A expressão bode expiatório passou a expressar o que havia de pior na gente projetado nos outros. Os outros são os diferentes, os estranhos, estrangeiros. Na Idade Média, os judeus se transformaram no bode expiatório preferido. Também as mulheres, através das sábias bruxas e feiticeiras, foram castigadas e mortas nas fogueiras. O mesmo ocorreu com os negros na longa escravidão das Américas. Nas famílias e nas escolas, podem escolher uma vítima para atacar. O mesmo com os LGBT, que tantas vezes são maltratados. O ódio é poderoso e precisa de vítimas para gozar. Lembrem a música “Geni” do Chico Buarque: “Joga pedra na Geni, joga bosta na Geni”. Montaigne, em seus Ensaios, escreve que os tiranos empregam sua arrogância para prorrogar a morte de seus inimigos e assim saborear sua vingança.

O bode expiatório é a projeção inconsciente de tudo que é ruim no outro. A projeção é uma defesa arcaica que se encontra nos seres humanos, mas em particular na paranoia. Faz parte da condição humana esse comportamento, como ocorre nas superstições. Um exemplo é o pobre número treze, que não tem culpa alguma de ser chamado de treze, mas está marcado como número do azar.

Hoje escrevo pensando num dos bodes expiatórios do Brasil, que é Lula. Lembro o porteiro de um prédio que me disse há anos: “Tudo que desejo é ver Lula na prisão”. Fiquei impressionado por ele ser alegre e de repente ter irrompido seu ódio. Lula saiu do governo com 83 por cento de aprovação da população após oito anos de dois mandatos. Foi reconhecido aqui e no mundo pelas melhorias sociais na saúde, na educação e na dignidade que seus governos geraram a milhões e milhões de pobres. O Brasil cresceu economicamente uma média de 4% ao ano. Houve erros graves nos governos do PT e no partido. Falei com militantes abatidos com os destinos partidários desde o mensalão. O PT, ao chegar ao poder, tentou se sustentar como fazem todos os partidos e errou o caminho. Não é fácil governar para o povo numa sociedade comandada por elites que só pensam nos seus auxílios e vantagens. O ódio a Lula e à esquerda cresceu ano a ano, silenciosamente, até o golpe de 2016.
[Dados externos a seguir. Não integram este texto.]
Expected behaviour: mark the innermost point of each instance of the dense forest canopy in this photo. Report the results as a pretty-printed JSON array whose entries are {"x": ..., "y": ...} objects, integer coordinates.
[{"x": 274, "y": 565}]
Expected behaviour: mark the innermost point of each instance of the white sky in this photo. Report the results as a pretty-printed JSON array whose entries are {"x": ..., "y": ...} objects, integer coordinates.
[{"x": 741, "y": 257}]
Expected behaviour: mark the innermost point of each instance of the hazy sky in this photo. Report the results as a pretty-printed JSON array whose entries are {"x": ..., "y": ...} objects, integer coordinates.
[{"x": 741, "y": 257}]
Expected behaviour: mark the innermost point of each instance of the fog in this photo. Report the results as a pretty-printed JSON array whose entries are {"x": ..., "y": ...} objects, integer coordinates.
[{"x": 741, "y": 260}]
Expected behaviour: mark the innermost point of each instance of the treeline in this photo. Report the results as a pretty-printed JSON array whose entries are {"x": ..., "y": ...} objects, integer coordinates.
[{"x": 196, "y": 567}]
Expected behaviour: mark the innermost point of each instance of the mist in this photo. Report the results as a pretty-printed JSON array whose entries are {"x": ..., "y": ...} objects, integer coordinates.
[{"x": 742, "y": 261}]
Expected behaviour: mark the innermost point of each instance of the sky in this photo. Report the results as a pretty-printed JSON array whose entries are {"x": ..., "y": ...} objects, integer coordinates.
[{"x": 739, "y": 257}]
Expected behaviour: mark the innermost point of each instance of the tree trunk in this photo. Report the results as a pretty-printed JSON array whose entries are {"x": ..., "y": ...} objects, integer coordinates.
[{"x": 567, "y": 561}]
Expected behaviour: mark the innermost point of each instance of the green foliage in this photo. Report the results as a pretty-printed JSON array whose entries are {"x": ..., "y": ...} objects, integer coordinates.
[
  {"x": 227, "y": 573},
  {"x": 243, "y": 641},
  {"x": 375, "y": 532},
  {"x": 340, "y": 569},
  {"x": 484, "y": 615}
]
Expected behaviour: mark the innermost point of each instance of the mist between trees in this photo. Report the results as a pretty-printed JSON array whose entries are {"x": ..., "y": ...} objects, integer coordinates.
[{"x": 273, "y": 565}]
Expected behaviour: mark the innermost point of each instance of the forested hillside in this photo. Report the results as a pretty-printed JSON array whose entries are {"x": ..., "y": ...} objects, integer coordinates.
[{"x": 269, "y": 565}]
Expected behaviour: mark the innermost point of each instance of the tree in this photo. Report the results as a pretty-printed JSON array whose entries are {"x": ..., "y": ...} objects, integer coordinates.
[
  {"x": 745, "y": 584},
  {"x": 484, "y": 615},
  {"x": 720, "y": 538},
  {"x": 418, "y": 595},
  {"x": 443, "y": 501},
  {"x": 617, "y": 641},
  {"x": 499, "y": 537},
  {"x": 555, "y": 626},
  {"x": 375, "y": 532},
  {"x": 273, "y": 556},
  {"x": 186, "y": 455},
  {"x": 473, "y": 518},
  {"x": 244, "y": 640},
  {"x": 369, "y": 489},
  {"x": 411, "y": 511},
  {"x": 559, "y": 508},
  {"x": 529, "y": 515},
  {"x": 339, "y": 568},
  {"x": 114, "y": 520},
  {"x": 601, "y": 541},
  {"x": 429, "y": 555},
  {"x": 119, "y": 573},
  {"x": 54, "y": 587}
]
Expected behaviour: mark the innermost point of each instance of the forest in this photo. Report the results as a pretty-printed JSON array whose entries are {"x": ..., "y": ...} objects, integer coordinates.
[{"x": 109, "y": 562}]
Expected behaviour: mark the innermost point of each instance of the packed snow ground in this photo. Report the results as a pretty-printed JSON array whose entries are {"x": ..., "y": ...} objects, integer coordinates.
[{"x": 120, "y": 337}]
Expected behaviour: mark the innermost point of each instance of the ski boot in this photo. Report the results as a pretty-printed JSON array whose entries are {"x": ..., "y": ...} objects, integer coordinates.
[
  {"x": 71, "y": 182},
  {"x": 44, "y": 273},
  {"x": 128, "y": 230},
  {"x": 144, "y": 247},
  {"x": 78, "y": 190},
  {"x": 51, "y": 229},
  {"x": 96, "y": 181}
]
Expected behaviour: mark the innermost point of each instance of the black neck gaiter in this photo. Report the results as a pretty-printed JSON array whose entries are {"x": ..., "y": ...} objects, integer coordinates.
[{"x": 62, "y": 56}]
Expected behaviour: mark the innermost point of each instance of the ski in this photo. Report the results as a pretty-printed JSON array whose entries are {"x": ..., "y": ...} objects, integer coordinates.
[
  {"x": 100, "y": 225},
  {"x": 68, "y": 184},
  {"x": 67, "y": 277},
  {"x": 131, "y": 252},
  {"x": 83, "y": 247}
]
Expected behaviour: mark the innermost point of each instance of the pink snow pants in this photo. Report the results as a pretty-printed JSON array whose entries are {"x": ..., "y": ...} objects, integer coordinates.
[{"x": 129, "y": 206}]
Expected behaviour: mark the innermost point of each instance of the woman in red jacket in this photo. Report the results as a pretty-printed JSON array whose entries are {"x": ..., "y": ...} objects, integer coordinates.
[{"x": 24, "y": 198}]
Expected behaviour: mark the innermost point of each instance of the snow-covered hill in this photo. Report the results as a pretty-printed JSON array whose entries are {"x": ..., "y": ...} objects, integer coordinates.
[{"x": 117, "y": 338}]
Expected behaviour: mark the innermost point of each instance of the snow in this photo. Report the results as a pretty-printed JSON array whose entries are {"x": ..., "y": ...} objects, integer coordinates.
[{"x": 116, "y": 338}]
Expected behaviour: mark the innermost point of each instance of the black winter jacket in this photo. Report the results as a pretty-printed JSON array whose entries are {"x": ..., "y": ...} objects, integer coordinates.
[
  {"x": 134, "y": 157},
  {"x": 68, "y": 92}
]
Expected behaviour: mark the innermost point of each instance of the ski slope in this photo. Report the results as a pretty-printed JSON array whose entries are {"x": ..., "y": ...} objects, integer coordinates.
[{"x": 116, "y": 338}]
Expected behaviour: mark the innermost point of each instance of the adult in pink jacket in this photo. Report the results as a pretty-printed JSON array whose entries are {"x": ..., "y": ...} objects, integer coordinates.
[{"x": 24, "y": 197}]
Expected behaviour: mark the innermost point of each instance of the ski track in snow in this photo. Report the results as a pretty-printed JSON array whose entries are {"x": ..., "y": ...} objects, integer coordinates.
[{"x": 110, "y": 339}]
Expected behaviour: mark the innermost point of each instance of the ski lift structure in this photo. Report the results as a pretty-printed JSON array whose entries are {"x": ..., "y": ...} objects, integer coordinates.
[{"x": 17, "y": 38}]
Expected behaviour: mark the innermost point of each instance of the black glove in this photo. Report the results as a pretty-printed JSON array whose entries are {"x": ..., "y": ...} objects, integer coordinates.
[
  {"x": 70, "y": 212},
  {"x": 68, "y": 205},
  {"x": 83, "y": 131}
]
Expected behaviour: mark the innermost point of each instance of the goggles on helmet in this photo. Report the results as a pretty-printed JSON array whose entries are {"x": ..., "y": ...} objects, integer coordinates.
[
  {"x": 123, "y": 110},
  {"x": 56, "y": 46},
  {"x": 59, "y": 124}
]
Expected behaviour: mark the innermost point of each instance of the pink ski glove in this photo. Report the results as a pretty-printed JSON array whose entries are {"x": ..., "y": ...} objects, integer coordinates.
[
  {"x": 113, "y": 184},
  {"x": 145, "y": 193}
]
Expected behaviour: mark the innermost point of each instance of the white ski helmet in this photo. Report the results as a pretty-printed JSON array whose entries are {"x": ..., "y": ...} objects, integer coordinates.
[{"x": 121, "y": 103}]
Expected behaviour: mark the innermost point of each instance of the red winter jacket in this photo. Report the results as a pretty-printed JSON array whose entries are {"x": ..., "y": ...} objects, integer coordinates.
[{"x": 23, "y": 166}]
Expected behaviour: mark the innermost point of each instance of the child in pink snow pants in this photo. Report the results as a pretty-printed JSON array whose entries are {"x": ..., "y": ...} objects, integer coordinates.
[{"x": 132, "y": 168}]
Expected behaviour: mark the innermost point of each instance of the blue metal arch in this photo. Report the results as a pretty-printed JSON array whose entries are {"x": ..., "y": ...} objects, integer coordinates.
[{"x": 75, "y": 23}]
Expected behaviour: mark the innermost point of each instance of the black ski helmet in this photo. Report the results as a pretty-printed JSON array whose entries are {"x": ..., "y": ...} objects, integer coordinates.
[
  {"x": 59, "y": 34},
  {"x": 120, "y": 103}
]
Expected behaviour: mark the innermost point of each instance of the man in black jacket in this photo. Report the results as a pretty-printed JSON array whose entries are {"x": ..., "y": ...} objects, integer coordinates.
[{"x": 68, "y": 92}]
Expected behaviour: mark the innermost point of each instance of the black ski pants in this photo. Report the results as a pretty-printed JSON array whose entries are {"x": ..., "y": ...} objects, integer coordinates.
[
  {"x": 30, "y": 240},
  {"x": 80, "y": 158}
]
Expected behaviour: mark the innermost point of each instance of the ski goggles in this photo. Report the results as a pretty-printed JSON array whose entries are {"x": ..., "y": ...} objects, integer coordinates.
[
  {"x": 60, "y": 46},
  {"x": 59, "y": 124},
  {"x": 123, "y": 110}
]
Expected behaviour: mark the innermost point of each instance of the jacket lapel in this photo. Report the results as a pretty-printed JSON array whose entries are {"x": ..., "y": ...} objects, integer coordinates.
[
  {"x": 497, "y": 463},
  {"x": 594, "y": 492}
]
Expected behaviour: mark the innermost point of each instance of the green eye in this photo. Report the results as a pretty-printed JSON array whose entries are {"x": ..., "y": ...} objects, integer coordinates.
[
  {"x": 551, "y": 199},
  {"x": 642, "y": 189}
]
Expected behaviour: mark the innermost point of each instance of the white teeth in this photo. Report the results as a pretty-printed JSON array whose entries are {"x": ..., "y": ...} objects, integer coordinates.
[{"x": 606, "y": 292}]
Lula foi marcado como ladrão e corrupto, pois essas palavras foram repetidas milhões de vezes em todas as mídias. Os demais são quase esquecidos. Dá a impressão de que alguns juízes agem em estado de exceção e invocam a teoria do domínio do fato que nunca foi usado no Brasil. Prenderam o Lula por um triplex que nunca foi dele. O juiz líder do processo conviveu com líderes do PSDB e agora ingressou no novo ministério do presidente recém-eleito, e tudo parece normal! E ele se vende como sendo técnico, não político, o que já é a melhor piada do ano. Todorov afirmaria que os inimigos íntimos da democracia tomaram conta do poder.

Hoje cresce o apoio internacional pela liberdade de Lula. Noam Chomsky, o famoso cientista e pensador, disse ao visitá-lo na prisão: “Lula é o mais eminente preso político mundial”. Grandes líderes europeus e da América já foram prestar sua solidariedade a ele, juntamente com os artistas e acampados solidários ao ex-presidente.

Norberto Bobbio escreveu: “O fascista fala o tempo todo em corrupção. Fez isso na Itália em 1922, na Alemanha em 1933 e no Brasil em 1964. Ele acusa, insulta e agride como se fosse puro e honesto”. Bobbio pode exagerar, mas tem que ser levado em conta quando se trata de política.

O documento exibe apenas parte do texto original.